III. By papal decree

IF ONE WERE
to take a long-term view, John Paul II’s tour of Britain in 1982 was the most significant diplomatic event of the 1980s. In terms of historic symbolism, the first visit by a reigning Pope since the Reformation certainly trounced Thatcher’s tête-à-tête with Gorbachev and her infamous speech against European federalism in Bruges. That the visit is not traditionally seen in this light is perhaps because it signified the cessation rather than the beginning of something, but that end was no small feat: the 450-year-old conflict between Canterbury and Rome.

Archbishop Runcie had first broached the idea of a visit when he had met Pope John Paul II in Accra in 1980, but it was Cardinal Hume,
as head of the Roman Catholic Church, who issued the formal invitation given that it was to be a pastoral rather than a state visit. Personal meetings between the head of the Catholic Church and the head of the Anglican Communion dated back to the 1960s when Archbishop Fisher was the first to break with history and call on Pope John XXIII in Rome, although it had not been an official welcome and the Vatican pointedly insisted on referring to the archbishop as ‘Dr Fisher’. By the time that Paul VI welcomed his successor, Archbishop Ramsey, the second Vatican Council had issued its decree on ecumenism and the stage was set for the announcement of the Anglican Roman Catholic International Commission (ARCIC) which aimed at putting ecumenical dialogue on a solid footing and settling the theological divisions between the churches.
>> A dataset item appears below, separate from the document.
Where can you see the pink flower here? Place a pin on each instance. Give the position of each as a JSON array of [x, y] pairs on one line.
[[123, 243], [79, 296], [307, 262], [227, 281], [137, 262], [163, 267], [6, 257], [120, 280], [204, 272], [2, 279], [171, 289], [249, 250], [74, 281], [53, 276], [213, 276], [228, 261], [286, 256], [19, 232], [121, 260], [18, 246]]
The meeting did not run entirely smoothly though; Ian Paisley and his band of protestors had been on the same plane as the archbishop and proceeded to stage a demonstration in their ‘Archbishop Ramsey traitor to Protestant Britain’ shirts at the airport.

A further nudge towards re-approachment came in 1977 when Archbishop Coggan and Paul VI signed a joint declaration on unity but as yet no pope had set foot on British soil. Runcie was very keen for John Paul II’s visit to go ahead; he saw it as a necessary seal of approval for ARCIC, whose report, published in 1981, seemed to pave the way for closer union, if not full communion, between the two churches. Runcie also wished to see the Pope publicly demonstrate respect for Anglicanism, which he felt was not always accorded due status in Rome, and he hoped that John Paul II might revoke the 1896 papal bull nullifying Anglican orders. Runcie later admitted that he had doubts about John Paul II, particularly his conservatism on sexual matters and women in the church, which Runcie considered stemmed from the ‘Mediterranean male conservative’ atmosphere of the Vatican. The divisions were felt to be so extreme that some in Lambeth feared that the visit would reveal divisions rather than harmony between Catholicism and Anglicanism.